Adema's vocalist Mark Chavez worked as a daycare supervisor and even thought about becoming a teacher but the lure of Rock was too great. Following in his older half-brother's footsteps, KoRn's Jonathan Davis, Chavez fronted Bakersfield area bands.

A successful older brother can open doors. Davis went a little further. He was there to encourage, support and be brutally honest, especially when Chavez wasn't cutting it. While the criticism stung, it served to channel Chavez's efforts.

Adema played together for a year before ever getting in front of an audience. That process, though difficult (hard to stay focused without audience feedback or at the very least, the money a paying gig provides), gave them the time to write and record.

Drummer Kris Kohls wasn't sure what, if anything, was next when his band Videodrone bit the dust. Hearing a demo recorded by Chavez, bassist Dave DeRoo and guitarists Mike Ransom and Tim Fluckley, all long-time veterans of the Central California music scene, convinced Kohls to join.

Some demos and the Chavez/Davis connection got the group a record deal. They then, holed up in a Northern California cabin to compose their self-titled debut. Recorded in L.A., the '01 release was produced by Bill Appleberry and Wallflowers' guitarist Tobias Miller.

As Chavez found out, having a famous older sibling in the same line of work can cause some discomfort. Some wise guy dubbed Adema "Baby KoRn." Adema does sound like KoRn, but so do scads of other groups. Well, nobody said life was fair.

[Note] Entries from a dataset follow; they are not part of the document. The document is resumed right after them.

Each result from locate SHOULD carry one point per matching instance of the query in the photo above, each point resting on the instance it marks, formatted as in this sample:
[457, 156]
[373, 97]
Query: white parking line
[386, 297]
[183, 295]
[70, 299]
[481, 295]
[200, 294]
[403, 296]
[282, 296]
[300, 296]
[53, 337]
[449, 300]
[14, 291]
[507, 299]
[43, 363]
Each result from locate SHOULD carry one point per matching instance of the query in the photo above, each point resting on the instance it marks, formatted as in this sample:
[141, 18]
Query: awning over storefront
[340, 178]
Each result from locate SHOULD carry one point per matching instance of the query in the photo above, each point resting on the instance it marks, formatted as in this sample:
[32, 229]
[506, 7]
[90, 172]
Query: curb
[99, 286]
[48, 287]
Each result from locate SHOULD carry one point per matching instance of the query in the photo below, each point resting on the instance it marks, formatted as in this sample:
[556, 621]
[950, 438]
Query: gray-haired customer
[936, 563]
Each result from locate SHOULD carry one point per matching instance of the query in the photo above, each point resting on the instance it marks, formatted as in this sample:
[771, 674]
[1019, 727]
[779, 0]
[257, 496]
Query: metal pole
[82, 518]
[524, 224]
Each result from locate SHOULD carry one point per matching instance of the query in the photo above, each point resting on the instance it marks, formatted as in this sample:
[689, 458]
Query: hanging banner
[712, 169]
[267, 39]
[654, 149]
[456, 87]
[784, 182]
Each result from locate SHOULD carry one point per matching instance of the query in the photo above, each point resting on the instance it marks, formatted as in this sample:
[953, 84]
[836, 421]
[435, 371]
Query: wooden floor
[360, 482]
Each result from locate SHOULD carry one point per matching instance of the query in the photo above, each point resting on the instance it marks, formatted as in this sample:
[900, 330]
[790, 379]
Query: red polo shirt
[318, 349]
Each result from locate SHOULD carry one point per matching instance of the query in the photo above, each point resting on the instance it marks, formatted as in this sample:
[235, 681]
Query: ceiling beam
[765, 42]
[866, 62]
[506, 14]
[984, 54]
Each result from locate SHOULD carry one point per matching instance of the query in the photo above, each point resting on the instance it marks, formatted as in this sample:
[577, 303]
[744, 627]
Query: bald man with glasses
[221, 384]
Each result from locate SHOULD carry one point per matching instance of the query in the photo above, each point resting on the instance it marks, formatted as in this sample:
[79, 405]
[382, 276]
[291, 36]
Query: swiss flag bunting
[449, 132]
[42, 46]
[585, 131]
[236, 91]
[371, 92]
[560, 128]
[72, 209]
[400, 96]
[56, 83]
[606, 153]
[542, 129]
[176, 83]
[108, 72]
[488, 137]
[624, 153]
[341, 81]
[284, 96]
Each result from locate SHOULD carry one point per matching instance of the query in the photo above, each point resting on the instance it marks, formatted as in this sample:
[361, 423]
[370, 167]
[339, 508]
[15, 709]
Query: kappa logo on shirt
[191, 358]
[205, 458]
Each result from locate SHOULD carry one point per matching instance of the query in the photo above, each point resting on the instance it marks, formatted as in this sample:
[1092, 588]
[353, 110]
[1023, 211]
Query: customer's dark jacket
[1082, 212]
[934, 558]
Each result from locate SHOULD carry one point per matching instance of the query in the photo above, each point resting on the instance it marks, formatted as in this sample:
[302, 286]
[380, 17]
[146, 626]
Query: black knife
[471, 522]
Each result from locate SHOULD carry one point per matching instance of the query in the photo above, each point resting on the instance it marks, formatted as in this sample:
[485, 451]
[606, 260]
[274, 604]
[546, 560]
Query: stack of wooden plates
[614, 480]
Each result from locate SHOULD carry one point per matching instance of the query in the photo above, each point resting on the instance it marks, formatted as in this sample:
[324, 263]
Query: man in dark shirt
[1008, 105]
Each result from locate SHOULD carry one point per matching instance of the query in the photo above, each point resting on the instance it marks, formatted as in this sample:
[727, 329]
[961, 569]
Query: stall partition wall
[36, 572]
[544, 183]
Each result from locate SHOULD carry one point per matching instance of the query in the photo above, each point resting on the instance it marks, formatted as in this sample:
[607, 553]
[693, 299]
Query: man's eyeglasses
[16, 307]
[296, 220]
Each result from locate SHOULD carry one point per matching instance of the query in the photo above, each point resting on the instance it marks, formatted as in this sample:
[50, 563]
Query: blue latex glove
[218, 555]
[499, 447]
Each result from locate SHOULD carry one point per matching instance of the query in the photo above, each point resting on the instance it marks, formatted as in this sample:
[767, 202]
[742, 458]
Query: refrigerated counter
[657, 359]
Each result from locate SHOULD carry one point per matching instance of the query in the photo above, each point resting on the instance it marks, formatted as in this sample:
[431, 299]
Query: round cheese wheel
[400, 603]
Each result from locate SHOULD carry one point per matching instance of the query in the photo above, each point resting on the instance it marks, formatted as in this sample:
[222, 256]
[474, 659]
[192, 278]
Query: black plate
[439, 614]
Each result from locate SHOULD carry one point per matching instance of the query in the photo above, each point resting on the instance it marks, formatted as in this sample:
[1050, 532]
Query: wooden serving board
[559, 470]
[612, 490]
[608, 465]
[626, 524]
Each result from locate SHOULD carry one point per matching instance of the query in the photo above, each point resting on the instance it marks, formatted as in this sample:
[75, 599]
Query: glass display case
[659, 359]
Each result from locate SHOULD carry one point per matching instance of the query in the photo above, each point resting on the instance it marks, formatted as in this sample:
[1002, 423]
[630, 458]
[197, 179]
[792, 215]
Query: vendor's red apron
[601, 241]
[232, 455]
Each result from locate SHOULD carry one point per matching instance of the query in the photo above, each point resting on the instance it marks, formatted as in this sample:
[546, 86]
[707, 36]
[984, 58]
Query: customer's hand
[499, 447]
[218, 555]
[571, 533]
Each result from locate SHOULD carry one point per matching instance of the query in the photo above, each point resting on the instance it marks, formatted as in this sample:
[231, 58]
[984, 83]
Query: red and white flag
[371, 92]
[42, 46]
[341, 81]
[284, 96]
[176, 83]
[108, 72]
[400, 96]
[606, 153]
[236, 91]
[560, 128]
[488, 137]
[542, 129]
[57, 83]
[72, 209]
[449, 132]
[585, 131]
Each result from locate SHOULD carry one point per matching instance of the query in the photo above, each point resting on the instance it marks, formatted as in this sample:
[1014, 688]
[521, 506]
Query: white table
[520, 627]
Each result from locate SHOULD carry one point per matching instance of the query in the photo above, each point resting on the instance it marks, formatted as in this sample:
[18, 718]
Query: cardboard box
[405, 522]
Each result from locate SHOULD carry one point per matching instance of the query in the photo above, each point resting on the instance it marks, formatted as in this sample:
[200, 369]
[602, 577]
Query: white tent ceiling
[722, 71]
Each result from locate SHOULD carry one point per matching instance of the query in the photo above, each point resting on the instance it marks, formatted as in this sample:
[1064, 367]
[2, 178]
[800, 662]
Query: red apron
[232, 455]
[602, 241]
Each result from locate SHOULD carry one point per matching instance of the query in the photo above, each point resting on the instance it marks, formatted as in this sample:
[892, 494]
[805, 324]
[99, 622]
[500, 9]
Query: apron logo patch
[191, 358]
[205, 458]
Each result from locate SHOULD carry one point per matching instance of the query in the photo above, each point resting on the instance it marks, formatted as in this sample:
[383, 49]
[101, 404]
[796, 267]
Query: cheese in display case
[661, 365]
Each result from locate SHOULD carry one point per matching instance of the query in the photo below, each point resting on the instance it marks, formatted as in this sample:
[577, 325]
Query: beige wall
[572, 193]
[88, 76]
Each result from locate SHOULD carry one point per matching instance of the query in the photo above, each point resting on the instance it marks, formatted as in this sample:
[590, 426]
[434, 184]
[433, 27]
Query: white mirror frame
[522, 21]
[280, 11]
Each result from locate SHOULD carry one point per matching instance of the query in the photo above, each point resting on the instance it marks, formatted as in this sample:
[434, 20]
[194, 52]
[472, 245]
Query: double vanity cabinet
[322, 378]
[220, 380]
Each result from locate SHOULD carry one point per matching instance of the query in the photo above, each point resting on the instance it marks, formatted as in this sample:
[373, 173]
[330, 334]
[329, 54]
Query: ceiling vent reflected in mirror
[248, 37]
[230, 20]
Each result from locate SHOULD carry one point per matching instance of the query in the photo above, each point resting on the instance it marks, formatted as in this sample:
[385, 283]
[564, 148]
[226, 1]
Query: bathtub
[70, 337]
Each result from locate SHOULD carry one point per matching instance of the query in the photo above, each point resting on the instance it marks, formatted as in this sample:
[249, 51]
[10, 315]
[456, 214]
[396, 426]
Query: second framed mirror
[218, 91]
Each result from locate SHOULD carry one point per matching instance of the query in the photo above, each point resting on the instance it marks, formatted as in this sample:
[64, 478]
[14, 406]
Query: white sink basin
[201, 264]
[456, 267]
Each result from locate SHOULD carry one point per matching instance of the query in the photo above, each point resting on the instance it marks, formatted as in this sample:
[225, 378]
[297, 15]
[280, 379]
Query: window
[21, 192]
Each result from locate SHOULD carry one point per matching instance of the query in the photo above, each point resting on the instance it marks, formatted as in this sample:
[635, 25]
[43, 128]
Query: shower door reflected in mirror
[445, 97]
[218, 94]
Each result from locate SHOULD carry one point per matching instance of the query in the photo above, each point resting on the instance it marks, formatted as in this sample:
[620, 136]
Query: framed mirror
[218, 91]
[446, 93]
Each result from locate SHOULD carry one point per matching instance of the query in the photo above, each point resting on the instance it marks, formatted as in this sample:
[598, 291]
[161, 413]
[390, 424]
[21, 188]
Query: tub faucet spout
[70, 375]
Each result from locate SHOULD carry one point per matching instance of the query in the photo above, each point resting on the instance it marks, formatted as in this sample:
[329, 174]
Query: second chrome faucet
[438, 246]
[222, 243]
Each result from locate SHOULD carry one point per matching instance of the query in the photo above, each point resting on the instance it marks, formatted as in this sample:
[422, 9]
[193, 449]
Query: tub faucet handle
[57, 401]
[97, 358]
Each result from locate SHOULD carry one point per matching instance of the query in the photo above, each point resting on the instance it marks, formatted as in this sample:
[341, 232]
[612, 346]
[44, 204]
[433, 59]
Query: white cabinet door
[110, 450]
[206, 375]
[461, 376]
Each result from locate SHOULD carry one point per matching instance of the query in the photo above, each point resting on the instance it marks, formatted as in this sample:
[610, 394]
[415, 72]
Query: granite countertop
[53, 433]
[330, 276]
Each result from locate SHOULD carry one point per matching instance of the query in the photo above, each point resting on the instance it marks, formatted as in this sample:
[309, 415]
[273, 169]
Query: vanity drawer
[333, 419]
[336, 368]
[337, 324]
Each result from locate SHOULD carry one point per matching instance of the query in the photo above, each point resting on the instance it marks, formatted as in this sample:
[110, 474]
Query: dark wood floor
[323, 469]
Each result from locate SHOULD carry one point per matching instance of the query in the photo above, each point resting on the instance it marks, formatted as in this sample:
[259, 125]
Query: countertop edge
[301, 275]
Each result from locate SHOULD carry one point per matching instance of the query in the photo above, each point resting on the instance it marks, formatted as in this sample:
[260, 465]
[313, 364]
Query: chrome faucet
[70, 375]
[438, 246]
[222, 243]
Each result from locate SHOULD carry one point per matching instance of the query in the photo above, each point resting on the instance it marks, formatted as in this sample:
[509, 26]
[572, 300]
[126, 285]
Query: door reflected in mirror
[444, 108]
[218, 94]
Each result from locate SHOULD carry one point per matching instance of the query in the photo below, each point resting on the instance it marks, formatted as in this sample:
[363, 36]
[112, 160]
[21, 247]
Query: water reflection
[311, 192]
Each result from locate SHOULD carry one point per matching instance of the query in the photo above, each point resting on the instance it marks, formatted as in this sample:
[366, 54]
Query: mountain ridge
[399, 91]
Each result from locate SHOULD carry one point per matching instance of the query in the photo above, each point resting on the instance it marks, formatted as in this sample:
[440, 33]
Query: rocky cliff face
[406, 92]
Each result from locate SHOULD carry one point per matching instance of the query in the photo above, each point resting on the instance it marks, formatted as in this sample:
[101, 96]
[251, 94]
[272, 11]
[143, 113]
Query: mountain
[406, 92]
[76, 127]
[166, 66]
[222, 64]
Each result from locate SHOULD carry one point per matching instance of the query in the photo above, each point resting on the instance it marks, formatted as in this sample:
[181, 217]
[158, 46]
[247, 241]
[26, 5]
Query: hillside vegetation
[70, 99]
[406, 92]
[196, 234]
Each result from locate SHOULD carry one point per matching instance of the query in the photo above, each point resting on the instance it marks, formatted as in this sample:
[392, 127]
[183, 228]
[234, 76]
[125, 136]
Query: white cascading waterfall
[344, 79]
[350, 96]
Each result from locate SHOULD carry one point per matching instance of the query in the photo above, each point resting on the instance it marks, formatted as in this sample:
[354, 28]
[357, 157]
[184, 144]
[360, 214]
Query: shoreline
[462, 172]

As it turned out the KoRn comparisons eventually became moot. In September, '04, Chavez had a major falling out with the band and quit. Luke Caraccioli stepped in for the '05 album "Planets," which was released on Earache Records (because the Arista imprint had collapsed). But Caraccioli didn't last and bailed in October. Four months later, the announcement came that Bobby Reeves was the group's vocalist. A veteran of the L.A. band Level, Reeves brought along bandmate Ed Faris to be Adema's second guitarist.
Adema Discography


2001 Adema
2003 Unstable
2005 Planets
2007 Kill The Headlights

Take dense, blistering guitars, a Rock solid rhythm section and add a growling vocalist. You've heard it before and it's time to hear it again. Remembering what it's like to be "young and stupid," "The Way You Like It" kicks but it is far from being the top track on Adema's self-titled debut. That honor goes to "Freaking Out" followed by the lean "Close Friends." The tormented "Giving In" documents Chavez's battles with the bottle.

"Unstable" is a strong follow-up with the group bracing their power-pop with Tool/KoRn embellishments.

When a lead singer or guitarist exits the remaining members often attempt "expand" their horizons - as if to imply that their former bandmate was holding them back. That's where Adema goes on "Planets." Prog-Rock tendencies surface regularly and that's rarely a good sign. And while Caraccioli is a good vocalist, Chavez had more power and authority.